Terry Jones’ Medieval LivesTerry Jones is perhaps best known as one of the members of the British comedy troupe Monty Python. Anyone who has followed his career since his Python days knows that he has become a respected medievalist, something my Medieval Literature professor told us one day in discussing Chaucer’s Knight. Jones’s Medieval Lives may be seen as a companion to the series of the same name.

The book is broken down into eight chapters the explore the lives of people of different classes and occupations, sweeping away the glorification given to some (knights) and undue pity given to others (peasant). It’s a refreshing exploration of what medieval life was really like with the most intense focus on medieval life in England, which is clearly Jones’s background. The eight groups Jones explores in this book are peasants, minstrels, outlaws, monks, philosophers, knights, damsels, and kings. My favorite chapter on kings discusses incorrect perceptions and propaganda surrounding medieval English kings and is brilliantly constructed around analysis of the three Richards:

Kings of England can be divided into three types: the Good, the Bad and the Ugly. That, you can take it from us, is a reliable fact… Take all the kings of England called Richard: there’s Good King Richard I—Richard the Lionheart, the idealistic crusader and champion of England—or was he? Bad King Richard II— the vain, megalomaniac tyrant—or has his name been traduced by those who wished him ill?
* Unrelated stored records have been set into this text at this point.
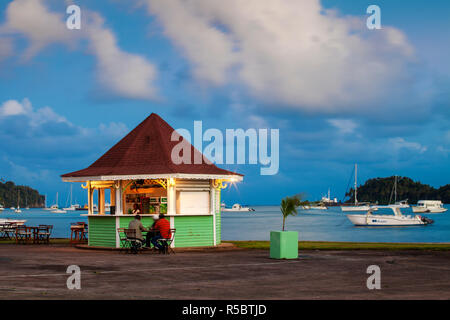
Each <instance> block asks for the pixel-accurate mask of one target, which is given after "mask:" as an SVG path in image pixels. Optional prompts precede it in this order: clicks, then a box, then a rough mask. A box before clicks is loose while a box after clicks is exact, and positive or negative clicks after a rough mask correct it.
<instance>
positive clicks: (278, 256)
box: [270, 231, 298, 259]
mask: <svg viewBox="0 0 450 320" xmlns="http://www.w3.org/2000/svg"><path fill="white" fill-rule="evenodd" d="M270 257H271V258H272V259H297V258H298V232H297V231H270Z"/></svg>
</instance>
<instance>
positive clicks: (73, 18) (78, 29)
mask: <svg viewBox="0 0 450 320" xmlns="http://www.w3.org/2000/svg"><path fill="white" fill-rule="evenodd" d="M66 13H67V14H70V16H69V17H68V18H67V20H66V26H67V29H69V30H74V29H75V30H80V29H81V9H80V7H79V6H77V5H75V4H72V5H70V6H68V7H67V9H66Z"/></svg>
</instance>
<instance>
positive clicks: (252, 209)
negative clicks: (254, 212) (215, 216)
mask: <svg viewBox="0 0 450 320" xmlns="http://www.w3.org/2000/svg"><path fill="white" fill-rule="evenodd" d="M222 211H233V212H236V211H244V212H249V211H255V209H253V208H249V207H243V206H241V205H240V204H239V203H235V204H233V206H232V207H231V208H222Z"/></svg>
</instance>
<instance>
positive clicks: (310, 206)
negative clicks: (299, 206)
mask: <svg viewBox="0 0 450 320" xmlns="http://www.w3.org/2000/svg"><path fill="white" fill-rule="evenodd" d="M309 209H310V210H327V209H328V208H327V207H326V206H322V205H319V206H309Z"/></svg>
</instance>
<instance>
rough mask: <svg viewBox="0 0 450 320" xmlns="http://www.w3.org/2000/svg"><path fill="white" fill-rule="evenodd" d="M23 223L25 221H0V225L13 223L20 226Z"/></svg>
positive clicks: (4, 219) (18, 225)
mask: <svg viewBox="0 0 450 320" xmlns="http://www.w3.org/2000/svg"><path fill="white" fill-rule="evenodd" d="M25 222H27V220H13V219H0V224H5V223H15V224H17V225H18V226H22V225H24V224H25Z"/></svg>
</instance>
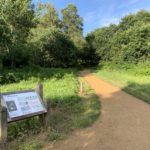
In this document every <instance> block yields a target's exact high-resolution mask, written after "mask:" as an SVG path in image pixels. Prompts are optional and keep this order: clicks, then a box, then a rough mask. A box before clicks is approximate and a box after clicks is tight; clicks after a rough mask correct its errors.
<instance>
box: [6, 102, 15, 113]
mask: <svg viewBox="0 0 150 150" xmlns="http://www.w3.org/2000/svg"><path fill="white" fill-rule="evenodd" d="M6 104H7V108H8V111H9V112H11V111H16V110H17V106H16V104H15V102H14V101H8V102H6Z"/></svg>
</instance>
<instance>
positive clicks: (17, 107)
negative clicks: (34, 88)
mask: <svg viewBox="0 0 150 150" xmlns="http://www.w3.org/2000/svg"><path fill="white" fill-rule="evenodd" d="M0 100H1V104H0V143H1V144H4V143H6V142H7V124H8V123H11V122H14V121H18V120H23V119H26V118H29V117H34V116H39V118H40V121H41V122H42V124H43V126H44V127H48V125H49V120H50V119H49V114H50V103H49V102H46V101H44V100H43V85H42V84H41V83H39V84H38V86H37V88H36V90H29V91H19V92H10V93H2V94H1V96H0Z"/></svg>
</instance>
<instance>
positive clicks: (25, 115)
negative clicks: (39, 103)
mask: <svg viewBox="0 0 150 150" xmlns="http://www.w3.org/2000/svg"><path fill="white" fill-rule="evenodd" d="M28 92H35V93H36V94H37V96H38V100H39V101H40V103H41V105H42V106H43V109H44V111H39V112H34V113H30V114H25V115H22V116H18V117H12V118H11V117H10V116H9V111H8V107H7V104H6V102H5V100H4V97H3V96H6V95H12V94H21V93H28ZM1 105H2V106H3V107H6V108H7V121H8V123H10V122H15V121H18V120H23V119H26V118H30V117H34V116H39V115H42V114H46V113H47V108H46V105H45V103H44V101H43V100H42V98H41V97H40V95H39V93H38V92H37V91H36V90H24V91H16V92H6V93H1Z"/></svg>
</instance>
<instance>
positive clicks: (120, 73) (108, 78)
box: [94, 65, 150, 103]
mask: <svg viewBox="0 0 150 150" xmlns="http://www.w3.org/2000/svg"><path fill="white" fill-rule="evenodd" d="M94 72H95V74H96V75H98V76H100V77H101V78H102V79H104V80H106V81H109V82H110V83H112V84H114V85H116V86H118V87H120V88H121V89H122V90H124V91H126V92H128V93H129V94H131V95H133V96H135V97H137V98H139V99H141V100H144V101H146V102H148V103H150V68H149V67H148V66H144V65H139V66H138V65H137V66H136V65H130V66H126V68H123V67H122V68H121V66H120V67H119V68H118V66H113V67H112V66H109V65H106V66H103V67H101V68H97V69H96V70H95V71H94Z"/></svg>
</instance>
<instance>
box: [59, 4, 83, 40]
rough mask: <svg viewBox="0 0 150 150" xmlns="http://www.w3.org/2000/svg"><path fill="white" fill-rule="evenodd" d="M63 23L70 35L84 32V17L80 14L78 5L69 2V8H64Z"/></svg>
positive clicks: (61, 11) (65, 28)
mask: <svg viewBox="0 0 150 150" xmlns="http://www.w3.org/2000/svg"><path fill="white" fill-rule="evenodd" d="M61 12H62V25H63V30H64V32H66V33H67V34H68V35H69V36H70V37H71V36H73V35H74V34H76V33H80V34H82V31H83V19H82V17H80V16H79V15H78V10H77V7H76V6H74V5H73V4H69V5H68V7H67V8H65V9H62V11H61Z"/></svg>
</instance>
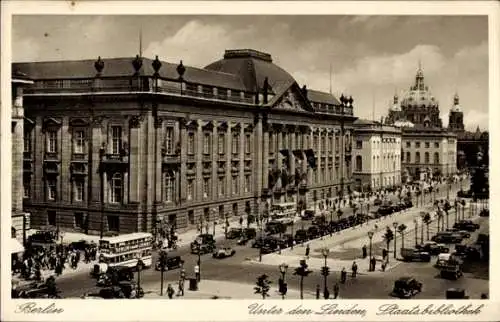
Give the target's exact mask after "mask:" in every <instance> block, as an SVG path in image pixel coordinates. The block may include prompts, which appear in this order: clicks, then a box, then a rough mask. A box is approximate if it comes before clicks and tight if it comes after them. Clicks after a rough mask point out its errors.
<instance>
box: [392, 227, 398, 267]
mask: <svg viewBox="0 0 500 322" xmlns="http://www.w3.org/2000/svg"><path fill="white" fill-rule="evenodd" d="M392 227H394V259H396V256H397V255H396V239H398V234H397V232H396V229H397V228H398V223H397V222H393V223H392Z"/></svg>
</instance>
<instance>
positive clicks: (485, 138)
mask: <svg viewBox="0 0 500 322" xmlns="http://www.w3.org/2000/svg"><path fill="white" fill-rule="evenodd" d="M448 130H449V131H451V132H454V133H455V134H456V135H457V169H459V170H464V169H466V168H467V167H472V166H475V164H476V160H477V158H476V155H477V153H478V152H482V153H483V154H484V159H485V160H486V161H488V154H489V153H488V152H489V151H488V150H489V148H488V146H489V138H488V132H483V131H481V130H480V129H479V127H477V129H476V131H475V132H470V131H466V130H465V127H464V113H463V109H462V107H461V106H460V98H459V96H458V94H455V97H454V98H453V106H452V108H451V109H450V114H449V120H448Z"/></svg>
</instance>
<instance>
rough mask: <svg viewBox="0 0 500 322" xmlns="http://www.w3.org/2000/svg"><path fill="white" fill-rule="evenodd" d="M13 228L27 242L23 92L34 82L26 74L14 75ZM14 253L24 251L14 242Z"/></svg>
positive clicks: (12, 209) (13, 132) (13, 235)
mask: <svg viewBox="0 0 500 322" xmlns="http://www.w3.org/2000/svg"><path fill="white" fill-rule="evenodd" d="M11 79H12V81H11V84H12V114H11V119H12V121H11V122H12V123H11V135H12V227H11V235H12V236H11V237H12V238H14V239H16V240H17V241H18V242H20V241H23V242H24V241H25V239H26V231H27V230H28V229H29V228H30V216H29V213H25V212H24V210H23V141H24V139H23V137H24V107H23V90H24V89H25V88H26V87H29V86H31V84H33V81H32V80H31V79H30V78H29V77H27V76H26V75H25V74H22V73H19V72H14V73H13V74H12V78H11ZM12 246H13V249H12V251H13V252H17V251H22V249H23V248H22V247H21V246H20V245H19V243H16V242H14V241H13V245H12Z"/></svg>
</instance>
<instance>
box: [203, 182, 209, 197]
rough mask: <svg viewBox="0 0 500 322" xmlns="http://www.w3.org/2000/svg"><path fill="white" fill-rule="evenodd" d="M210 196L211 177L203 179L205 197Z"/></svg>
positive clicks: (203, 196) (203, 192)
mask: <svg viewBox="0 0 500 322" xmlns="http://www.w3.org/2000/svg"><path fill="white" fill-rule="evenodd" d="M209 196H210V179H209V178H204V179H203V198H208V197H209Z"/></svg>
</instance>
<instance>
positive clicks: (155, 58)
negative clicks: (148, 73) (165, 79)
mask: <svg viewBox="0 0 500 322" xmlns="http://www.w3.org/2000/svg"><path fill="white" fill-rule="evenodd" d="M151 66H153V70H154V71H155V75H154V76H157V77H158V76H159V71H160V68H161V61H160V60H159V59H158V55H156V58H155V60H153V62H152V63H151Z"/></svg>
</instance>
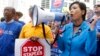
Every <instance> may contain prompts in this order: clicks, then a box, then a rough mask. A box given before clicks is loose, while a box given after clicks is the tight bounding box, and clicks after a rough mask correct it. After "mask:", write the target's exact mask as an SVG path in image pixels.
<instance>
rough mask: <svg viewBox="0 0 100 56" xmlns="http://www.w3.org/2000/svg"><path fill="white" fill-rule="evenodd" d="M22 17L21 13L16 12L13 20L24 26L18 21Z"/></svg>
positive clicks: (21, 14)
mask: <svg viewBox="0 0 100 56" xmlns="http://www.w3.org/2000/svg"><path fill="white" fill-rule="evenodd" d="M22 16H23V14H22V13H21V12H16V14H15V18H14V20H15V21H17V22H19V23H21V24H22V25H25V23H24V22H23V21H20V20H19V19H20V18H21V17H22Z"/></svg>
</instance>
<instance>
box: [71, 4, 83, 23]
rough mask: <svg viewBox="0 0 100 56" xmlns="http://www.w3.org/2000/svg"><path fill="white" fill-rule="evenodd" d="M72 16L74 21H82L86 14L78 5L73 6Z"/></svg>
mask: <svg viewBox="0 0 100 56" xmlns="http://www.w3.org/2000/svg"><path fill="white" fill-rule="evenodd" d="M70 14H71V17H72V20H73V21H76V20H79V19H82V15H83V14H84V11H82V10H81V9H80V7H79V5H78V4H73V5H72V6H71V8H70Z"/></svg>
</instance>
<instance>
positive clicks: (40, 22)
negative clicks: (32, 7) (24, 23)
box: [32, 5, 64, 26]
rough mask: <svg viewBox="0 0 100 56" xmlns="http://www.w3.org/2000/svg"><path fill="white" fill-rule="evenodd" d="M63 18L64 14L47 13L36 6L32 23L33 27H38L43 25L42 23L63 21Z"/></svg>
mask: <svg viewBox="0 0 100 56" xmlns="http://www.w3.org/2000/svg"><path fill="white" fill-rule="evenodd" d="M63 16H64V14H62V13H53V12H46V11H44V10H42V9H41V8H39V7H38V6H36V5H34V7H33V19H32V23H33V26H36V25H39V24H41V23H42V22H48V21H61V20H62V18H63Z"/></svg>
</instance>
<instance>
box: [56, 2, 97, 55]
mask: <svg viewBox="0 0 100 56" xmlns="http://www.w3.org/2000/svg"><path fill="white" fill-rule="evenodd" d="M69 10H70V15H71V19H72V22H70V23H69V24H66V25H65V26H64V27H63V31H64V32H63V33H62V36H60V35H59V37H58V39H57V43H58V47H59V49H60V50H61V51H62V54H61V56H90V55H91V54H96V47H97V42H96V38H97V35H96V30H95V23H96V21H97V20H96V19H94V21H93V22H92V23H91V24H88V23H87V22H86V21H85V19H86V18H85V16H86V11H87V10H86V5H85V4H84V3H82V2H78V1H76V2H73V3H72V4H71V5H70V6H69Z"/></svg>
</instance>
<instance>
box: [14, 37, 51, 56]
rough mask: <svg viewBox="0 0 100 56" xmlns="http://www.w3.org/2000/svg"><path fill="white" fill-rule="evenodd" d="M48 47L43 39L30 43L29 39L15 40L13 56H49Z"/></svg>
mask: <svg viewBox="0 0 100 56" xmlns="http://www.w3.org/2000/svg"><path fill="white" fill-rule="evenodd" d="M50 54H51V53H50V46H49V45H48V44H47V43H46V41H45V39H39V40H38V41H34V42H33V41H31V40H29V39H16V41H15V56H50Z"/></svg>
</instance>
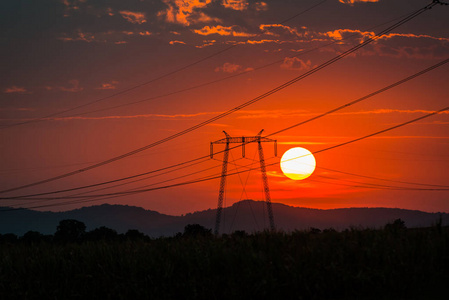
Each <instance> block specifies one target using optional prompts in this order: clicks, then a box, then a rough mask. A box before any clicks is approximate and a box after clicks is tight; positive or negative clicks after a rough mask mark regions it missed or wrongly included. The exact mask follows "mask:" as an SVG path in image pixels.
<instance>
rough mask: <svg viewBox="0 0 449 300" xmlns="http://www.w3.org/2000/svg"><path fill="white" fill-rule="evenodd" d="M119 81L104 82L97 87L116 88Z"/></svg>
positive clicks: (97, 89)
mask: <svg viewBox="0 0 449 300" xmlns="http://www.w3.org/2000/svg"><path fill="white" fill-rule="evenodd" d="M117 84H118V81H115V80H113V81H111V82H107V83H102V84H101V86H100V87H97V88H96V89H97V90H115V89H116V88H117Z"/></svg>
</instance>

And Ugly King Richard III—the deformed monster of Shakespeare’s imagination—or is he nothing more than that: the product of our greatest playwright’s imagination? (“King,” location 3040)

Jones’s explanation of why Good King Richard the Lionheart was a terrible English king, why Richard II was a fairly good king, and Richard III not at all Shakespeare’s villainous tyrant made for interesting reading, though as an anglophile with a bizarre fascination for the British monarchy, much of it was not new to me.

I also enjoyed Jones’s deconstruction of the knight in the Middle Ages, particularly my favorite William Marshal. I liked Jones’s description of the value of knighthood, perfectly encapsulated by the English defeat of the French at Agincourt: “The flower of French chivalry was cut down by archers on sixpence a day” (“Knight,” location 2523). So much for the French assumption that the English would face them on horseback like proper knights!

Jones’s chapter on damsels gives the lie to the old saw that medieval women were powerless and in constant need of rescue. I was particularly interested in Jones’s discussion of the evolution of the Lady of Shalott:

In the original story the lady was not weak and helpless at all, and she was not under any curse. Nor was she passive and pathetic. She was a wilful, stubborn woman who boldly declared her passionate love for Lancelot. Her tragedy was that it was not returned. (“Damsel,” location 2755).

Later, Tennyson would describe her plight differently:

The story of the Lady of Shalott created an extraordinarily resonant echo in the Victorian and Edwardian imagination; Pre-Raphaelite artists, looking for images that expressed what they saw as a truly medieval perspective, returned to it time and time again… It is an image of womanhood as essentially confined and restricted; full participation in the world is forbidden and fatal. This is sentimentally regretted, but tragically unalterable. (“Damsel,” location 2748-2753).

The entire book is worthy of quotes, and I highlighted and annotated it more heavily than any other book I’ve read on my Kindle. Suffice it to say it’s as entertaining and funny as one would expect from a member of Monty Python and informative and educational enough that you’ll learn quite a lot of history as you read. I highly recommend it. As Jones says in my favorite quote in the book, “History consists of the tales we like to tell each other about our predecessors” (“King,” location 3046). If you’ve ever wondered what “tales” you’ve been told about medieval people, pick up this book.